Prague, June 27 (CTK) - Czech Foreign Minister Karel Schwarzenberg appreciated leaders of the former Soviet Union and Western powers for having behaved responsibly and thus prevented violence after the fall of the Iron Curtain, he said at a conference on the Warsaw Pact's end yesterday.

The two-day international conference titled "Europe - Whole and Free? Two Decades Since the End of the Warsaw Pact" takes place in Prague on June 27-28.

Schwarzenberg, TOP 09 chairman, said the collapse of the Eastern bloc provoked fears of instability in the world. It is clear now that they were exaggerated, he added.

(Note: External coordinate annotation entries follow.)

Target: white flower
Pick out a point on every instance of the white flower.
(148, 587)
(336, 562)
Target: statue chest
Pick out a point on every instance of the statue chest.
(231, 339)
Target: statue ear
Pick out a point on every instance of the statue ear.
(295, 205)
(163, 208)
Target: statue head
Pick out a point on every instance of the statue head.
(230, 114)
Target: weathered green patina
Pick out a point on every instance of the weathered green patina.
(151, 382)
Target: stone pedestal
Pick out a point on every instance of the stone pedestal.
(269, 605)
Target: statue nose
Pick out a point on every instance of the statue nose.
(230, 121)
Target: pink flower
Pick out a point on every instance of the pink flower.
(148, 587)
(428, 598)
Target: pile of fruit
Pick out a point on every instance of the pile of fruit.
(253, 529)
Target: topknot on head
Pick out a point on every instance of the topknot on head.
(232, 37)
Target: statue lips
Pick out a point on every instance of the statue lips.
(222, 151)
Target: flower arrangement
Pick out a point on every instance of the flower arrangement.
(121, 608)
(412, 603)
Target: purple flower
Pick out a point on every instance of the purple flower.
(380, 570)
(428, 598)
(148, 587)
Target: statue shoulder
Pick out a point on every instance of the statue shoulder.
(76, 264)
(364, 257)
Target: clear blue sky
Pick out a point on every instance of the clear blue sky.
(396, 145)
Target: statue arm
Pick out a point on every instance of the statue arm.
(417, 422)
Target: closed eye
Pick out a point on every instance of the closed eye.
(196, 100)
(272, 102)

"We must bow to the then representatives on both sides who behaved very responsibly," he said in his speech.

The whole process changing the balance of forces in the world was calm and non-violent exactly thanks to the then politicians' decisions, Schwarzenberg noted.

Defence Minister Alexandr Vondra (senior ruling Civic Democrats, ODS) said he Warsaw Pact had been mainly a power tool for Moscow to "keep its satellites under control" since its establishment in 1955.

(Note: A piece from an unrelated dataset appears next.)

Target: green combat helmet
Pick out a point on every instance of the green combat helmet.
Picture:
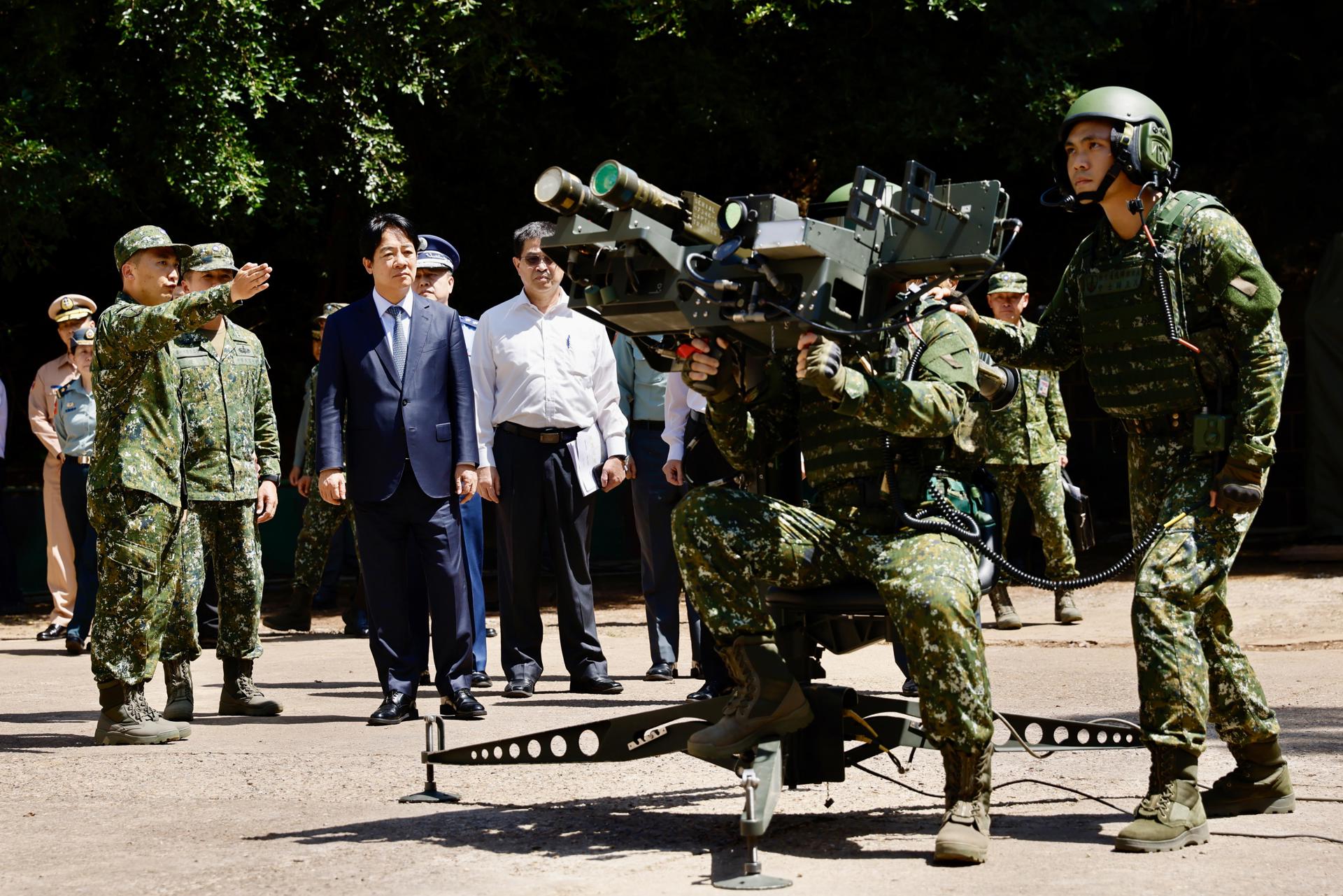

"The pact's only military action was the occupation of Czechoslovakia in August 1968," he said.

However, the "temporary aid" turned into a permanent presence of Soviet troops on Czechoslovak territory. "Our first goal immediately after the revolution in November 1989 was a prompt departure od Soviet troops," Vondra noted.

He also appreciated the then Moscow representatives. They were able to react to the changing situation in the world, he said.

Vondra also praised the effort to arrange the withdrawal of Soviet troops from the then Czechoslovakia as quickly as possible.

Vondra recalled that not even Western powers headed by the United States supported a quick withdrawal of the Soviet army from Central Europe.

Vondra called the then Czechoslovak president Vaclav Havel's visit to Moscow where he met his Soviet counterpart Mikhail Gorbachev a breakthrough.

Both politicians succeeded in wording the demand for a formal split of the Soviet power structure in Central Europe quite quickly, Vondra added.

Havel, Czechoslovak and Czech president in 1989-2003, was originally also to attend the conference but eventually he only sent a written message to the participants which his long-term aide Oldrich Cerny read.

Havel wrote that immediately after the fall of the Iron Curtain, no one in Europe knew how the further developments would look like.

"He who is too much prepared for history seems slightly suspicious to me," Cerny cited from Havel's letter.

A number of possibilities of the world policy's course emerged then, Havel recalled. He called this period hectic and recalled that talks with world statesmen were often very informal then.

The two-day conference on the occasion of the 20th anniversary for the Warsaw Past's dissolution is held by the Foreign Ministry and the Opona (Curtain) association, which wants to get young generations acquainted with the events accompanying the communist regimes' collapse.

Gorbachev also sent his greetings to the Prague conference.